Thank you. That's very helpful. Honestly, if I can avoid soldering, I will. I'm finishing the benchwork now and I've used pretty much every power and non-power tool in my arsenal: at least five saws, two drills, a router, sander, etc etc. So at the moment I'm looking for simple.

I haven't tried extensively but, yes, I don't think i can get two 14 gauge wires into the booster/power connector. But it's a good thought.

Thanks again!


----------



## Lemonhawk (Sep 24, 2013)

Not a big fan of suitcase connectors since they nick the wire. you could use something called "Kerneys" or split bolt kerney typically used by electricians to fasten grounding wire together.
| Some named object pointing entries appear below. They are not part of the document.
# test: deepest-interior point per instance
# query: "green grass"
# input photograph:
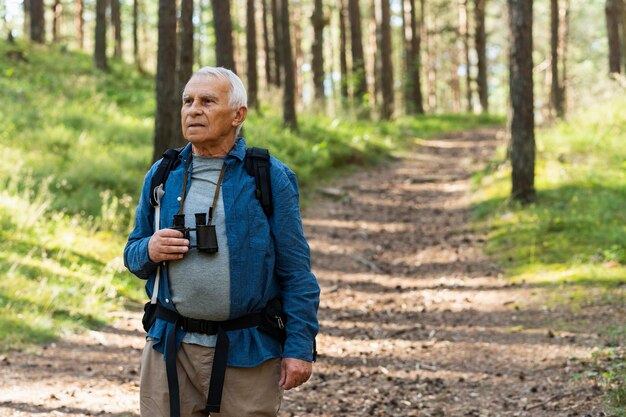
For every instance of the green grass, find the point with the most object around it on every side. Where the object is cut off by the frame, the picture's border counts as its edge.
(572, 240)
(76, 145)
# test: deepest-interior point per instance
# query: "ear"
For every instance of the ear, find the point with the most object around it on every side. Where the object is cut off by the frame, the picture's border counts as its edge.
(240, 116)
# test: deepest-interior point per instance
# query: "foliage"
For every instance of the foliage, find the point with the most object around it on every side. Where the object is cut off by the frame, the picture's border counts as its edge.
(573, 238)
(77, 143)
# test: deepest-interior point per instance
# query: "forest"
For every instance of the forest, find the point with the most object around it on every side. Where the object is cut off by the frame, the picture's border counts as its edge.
(462, 175)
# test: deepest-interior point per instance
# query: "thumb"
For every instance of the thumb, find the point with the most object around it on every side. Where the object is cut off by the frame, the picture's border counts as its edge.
(283, 374)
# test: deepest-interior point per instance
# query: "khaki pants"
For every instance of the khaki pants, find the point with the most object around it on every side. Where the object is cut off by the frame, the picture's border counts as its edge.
(248, 392)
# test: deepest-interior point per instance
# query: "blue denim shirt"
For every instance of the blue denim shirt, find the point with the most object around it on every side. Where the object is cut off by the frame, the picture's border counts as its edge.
(268, 257)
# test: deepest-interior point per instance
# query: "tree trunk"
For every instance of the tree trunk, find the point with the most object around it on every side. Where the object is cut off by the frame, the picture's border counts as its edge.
(26, 5)
(343, 59)
(251, 50)
(522, 150)
(278, 47)
(37, 21)
(136, 55)
(224, 52)
(289, 97)
(319, 21)
(555, 87)
(184, 67)
(79, 23)
(387, 66)
(100, 56)
(612, 9)
(359, 80)
(464, 30)
(481, 52)
(57, 13)
(266, 46)
(116, 22)
(165, 79)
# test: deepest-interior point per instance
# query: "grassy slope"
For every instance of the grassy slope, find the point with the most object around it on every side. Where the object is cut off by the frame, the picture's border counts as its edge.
(573, 240)
(76, 146)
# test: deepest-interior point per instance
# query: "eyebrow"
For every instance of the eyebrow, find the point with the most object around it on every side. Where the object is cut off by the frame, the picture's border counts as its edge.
(202, 96)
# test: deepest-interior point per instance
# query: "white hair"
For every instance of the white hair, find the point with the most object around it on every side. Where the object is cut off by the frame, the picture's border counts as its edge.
(238, 97)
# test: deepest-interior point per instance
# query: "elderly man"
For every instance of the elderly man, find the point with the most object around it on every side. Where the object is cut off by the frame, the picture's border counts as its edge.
(233, 313)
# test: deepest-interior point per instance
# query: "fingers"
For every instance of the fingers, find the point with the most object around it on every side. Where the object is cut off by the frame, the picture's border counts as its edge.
(294, 372)
(167, 245)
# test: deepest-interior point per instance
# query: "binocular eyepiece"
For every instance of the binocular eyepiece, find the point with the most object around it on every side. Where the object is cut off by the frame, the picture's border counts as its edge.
(206, 236)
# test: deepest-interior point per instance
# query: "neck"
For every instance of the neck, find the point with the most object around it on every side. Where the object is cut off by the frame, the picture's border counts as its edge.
(218, 150)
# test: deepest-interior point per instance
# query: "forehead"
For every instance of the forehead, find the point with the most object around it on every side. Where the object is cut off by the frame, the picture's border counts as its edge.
(207, 84)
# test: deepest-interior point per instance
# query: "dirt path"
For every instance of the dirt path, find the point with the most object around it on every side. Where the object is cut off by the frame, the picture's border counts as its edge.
(415, 321)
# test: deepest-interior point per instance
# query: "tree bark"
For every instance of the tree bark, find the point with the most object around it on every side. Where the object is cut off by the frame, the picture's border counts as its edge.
(555, 87)
(116, 22)
(57, 13)
(224, 52)
(359, 80)
(37, 21)
(184, 67)
(289, 98)
(343, 45)
(612, 9)
(266, 45)
(319, 21)
(522, 148)
(79, 23)
(251, 50)
(387, 66)
(136, 55)
(481, 52)
(100, 56)
(278, 47)
(165, 79)
(465, 35)
(26, 9)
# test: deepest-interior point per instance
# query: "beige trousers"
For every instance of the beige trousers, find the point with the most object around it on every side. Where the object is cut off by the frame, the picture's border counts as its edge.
(248, 392)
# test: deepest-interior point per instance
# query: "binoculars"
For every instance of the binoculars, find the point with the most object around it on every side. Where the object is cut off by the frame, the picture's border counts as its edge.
(206, 238)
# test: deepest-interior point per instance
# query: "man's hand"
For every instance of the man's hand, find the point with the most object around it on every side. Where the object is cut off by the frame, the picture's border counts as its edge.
(167, 245)
(294, 372)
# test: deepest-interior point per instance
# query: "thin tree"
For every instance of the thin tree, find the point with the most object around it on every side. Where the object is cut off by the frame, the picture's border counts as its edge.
(266, 45)
(359, 76)
(319, 22)
(57, 13)
(613, 10)
(116, 22)
(37, 21)
(387, 66)
(79, 23)
(251, 55)
(289, 98)
(522, 126)
(165, 79)
(481, 52)
(465, 35)
(136, 56)
(278, 47)
(184, 66)
(100, 56)
(343, 59)
(556, 96)
(224, 50)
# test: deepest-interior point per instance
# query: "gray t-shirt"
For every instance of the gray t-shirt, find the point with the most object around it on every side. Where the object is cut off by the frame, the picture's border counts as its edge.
(200, 282)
You may not even be able to get 14 gauge wire into the power connector on your controller, if so just use a short piece of 16 gauge wire and the kerneys to couple to the 14 gauge bus.


----------



## mesenteria (Oct 29, 2015)

Yes, I agree, just use 14-16 gauge wire issuing from the output terminals of your power source/DCC unit, and within a foot or so splice in another full run for a bus of the same gauge of wire. I solder and wrap with electrical tape, but I have been known to simply stagger the splices by an inch or so to preclude their ever touching inadvertently.


----------



## MtRR75 (Nov 27, 2013)

I also have 14 gauge bus lines. I attach them to the transformer with crimp-on fork connectors. Much easier to deal with than bare wire.
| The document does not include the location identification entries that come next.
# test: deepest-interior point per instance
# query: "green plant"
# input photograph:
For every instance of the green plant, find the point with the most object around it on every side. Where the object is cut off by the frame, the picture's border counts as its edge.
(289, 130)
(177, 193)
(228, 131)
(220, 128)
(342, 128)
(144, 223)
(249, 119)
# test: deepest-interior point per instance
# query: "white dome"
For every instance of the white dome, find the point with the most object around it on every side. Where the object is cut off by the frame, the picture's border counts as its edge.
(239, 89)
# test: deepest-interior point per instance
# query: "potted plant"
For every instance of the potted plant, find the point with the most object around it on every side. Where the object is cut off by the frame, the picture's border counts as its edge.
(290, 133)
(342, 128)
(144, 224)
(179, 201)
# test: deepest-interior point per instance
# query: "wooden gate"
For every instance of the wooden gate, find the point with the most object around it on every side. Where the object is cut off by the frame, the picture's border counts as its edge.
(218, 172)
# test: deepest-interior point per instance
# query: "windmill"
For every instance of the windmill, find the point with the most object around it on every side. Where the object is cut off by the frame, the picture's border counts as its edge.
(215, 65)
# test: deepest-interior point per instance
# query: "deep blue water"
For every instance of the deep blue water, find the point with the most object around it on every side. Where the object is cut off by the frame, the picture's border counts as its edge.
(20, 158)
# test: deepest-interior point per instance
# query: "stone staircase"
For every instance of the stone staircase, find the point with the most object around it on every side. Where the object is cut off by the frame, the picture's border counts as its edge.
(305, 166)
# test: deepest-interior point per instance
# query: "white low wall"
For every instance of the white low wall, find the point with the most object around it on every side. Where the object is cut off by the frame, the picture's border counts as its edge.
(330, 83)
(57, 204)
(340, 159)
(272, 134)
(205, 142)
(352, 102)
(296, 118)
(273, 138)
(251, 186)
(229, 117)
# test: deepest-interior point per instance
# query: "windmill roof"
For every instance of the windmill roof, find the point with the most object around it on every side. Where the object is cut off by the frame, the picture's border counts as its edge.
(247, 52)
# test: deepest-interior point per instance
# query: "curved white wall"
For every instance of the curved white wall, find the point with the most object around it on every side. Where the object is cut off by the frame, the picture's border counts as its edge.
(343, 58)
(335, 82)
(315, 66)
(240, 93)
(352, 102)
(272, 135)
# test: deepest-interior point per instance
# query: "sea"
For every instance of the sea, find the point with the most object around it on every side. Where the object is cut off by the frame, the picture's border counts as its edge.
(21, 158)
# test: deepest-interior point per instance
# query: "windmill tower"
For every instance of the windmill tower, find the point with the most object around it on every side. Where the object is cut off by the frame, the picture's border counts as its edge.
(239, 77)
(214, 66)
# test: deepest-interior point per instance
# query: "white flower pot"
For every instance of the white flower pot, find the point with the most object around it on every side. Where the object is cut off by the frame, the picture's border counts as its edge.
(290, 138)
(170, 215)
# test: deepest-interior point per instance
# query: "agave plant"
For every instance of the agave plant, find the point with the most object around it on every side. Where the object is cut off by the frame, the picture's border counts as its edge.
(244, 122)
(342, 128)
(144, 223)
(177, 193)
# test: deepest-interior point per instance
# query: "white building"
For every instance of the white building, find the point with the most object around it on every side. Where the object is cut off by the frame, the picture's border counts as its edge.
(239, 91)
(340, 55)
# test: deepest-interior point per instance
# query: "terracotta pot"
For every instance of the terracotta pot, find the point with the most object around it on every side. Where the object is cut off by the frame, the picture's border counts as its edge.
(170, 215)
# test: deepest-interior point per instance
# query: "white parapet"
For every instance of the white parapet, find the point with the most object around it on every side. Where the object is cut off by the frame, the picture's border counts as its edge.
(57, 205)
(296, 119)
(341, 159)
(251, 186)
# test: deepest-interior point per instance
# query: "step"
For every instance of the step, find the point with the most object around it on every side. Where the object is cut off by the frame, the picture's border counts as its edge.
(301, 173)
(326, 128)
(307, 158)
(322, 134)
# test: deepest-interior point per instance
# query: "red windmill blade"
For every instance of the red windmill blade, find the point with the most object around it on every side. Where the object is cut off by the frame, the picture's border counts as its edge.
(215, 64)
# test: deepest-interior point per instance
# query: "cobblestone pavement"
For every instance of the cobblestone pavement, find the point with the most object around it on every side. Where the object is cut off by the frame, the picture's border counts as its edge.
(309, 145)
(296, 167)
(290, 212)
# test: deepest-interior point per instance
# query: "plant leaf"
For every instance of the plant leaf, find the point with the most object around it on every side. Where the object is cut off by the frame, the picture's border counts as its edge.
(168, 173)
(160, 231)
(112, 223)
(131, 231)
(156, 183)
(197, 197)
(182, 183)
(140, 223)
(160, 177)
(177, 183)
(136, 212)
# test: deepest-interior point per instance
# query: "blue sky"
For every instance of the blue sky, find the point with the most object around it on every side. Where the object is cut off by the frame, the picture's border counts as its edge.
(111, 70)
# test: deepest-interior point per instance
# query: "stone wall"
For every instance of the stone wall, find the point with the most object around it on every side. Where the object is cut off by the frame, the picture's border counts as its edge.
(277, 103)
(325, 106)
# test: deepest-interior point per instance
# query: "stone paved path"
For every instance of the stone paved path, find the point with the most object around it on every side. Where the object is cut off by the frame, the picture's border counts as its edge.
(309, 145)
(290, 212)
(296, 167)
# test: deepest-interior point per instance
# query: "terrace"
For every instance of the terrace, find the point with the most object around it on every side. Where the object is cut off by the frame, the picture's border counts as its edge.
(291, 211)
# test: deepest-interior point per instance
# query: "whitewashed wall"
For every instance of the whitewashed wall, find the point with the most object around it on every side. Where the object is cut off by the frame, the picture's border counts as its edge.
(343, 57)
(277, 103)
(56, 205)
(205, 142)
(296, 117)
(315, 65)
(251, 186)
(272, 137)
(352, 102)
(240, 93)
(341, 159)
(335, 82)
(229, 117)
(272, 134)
I splice my wires under the table with wire nuts, then cable-tie the splices to screw eyes to immobilize them. The wires are not as neatly arranged as with suitcase connectors, but with my system it is easy to make modifications. (I keep finding reasons to add another siding to my DC layout.)


----------



## DonR (Oct 18, 2012)

My entire room size DCC layout is wired using
wire nuts. I have had zero problems even after
several years. And, as mentioned, it's a simple
task to add wires to new construction.

Don


----------



## CTValleyRR (Jul 26, 2014)

I like fahnestock clips: https://www.amazon.com/s/ref=a9_sc_...ywords=fahnstock+clips&ie=UTF8&qid=1471537332

You just put the feed wire under the clip (make sure it's screwed into a non-conductive surface, like your benchwork), and put the stripped ends of the bus wires under the clip part. I've never done more than two wires this way (I use a terminal strip if I have more), but these gadgets always get it done for me. And they're independent of wire gauge.


----------



## Lemonhawk (Sep 24, 2013)

You could also try these that allow various gauge wire to be clipped together'
ttps://www.amazon.com/Wago-222-412-222-413-Lever-Nut-Assortment/dp/B00U4520JK/ref=sr_1_4?ie=UTF8&qid=1471546625&sr=8-4&keywords=wago+222


----------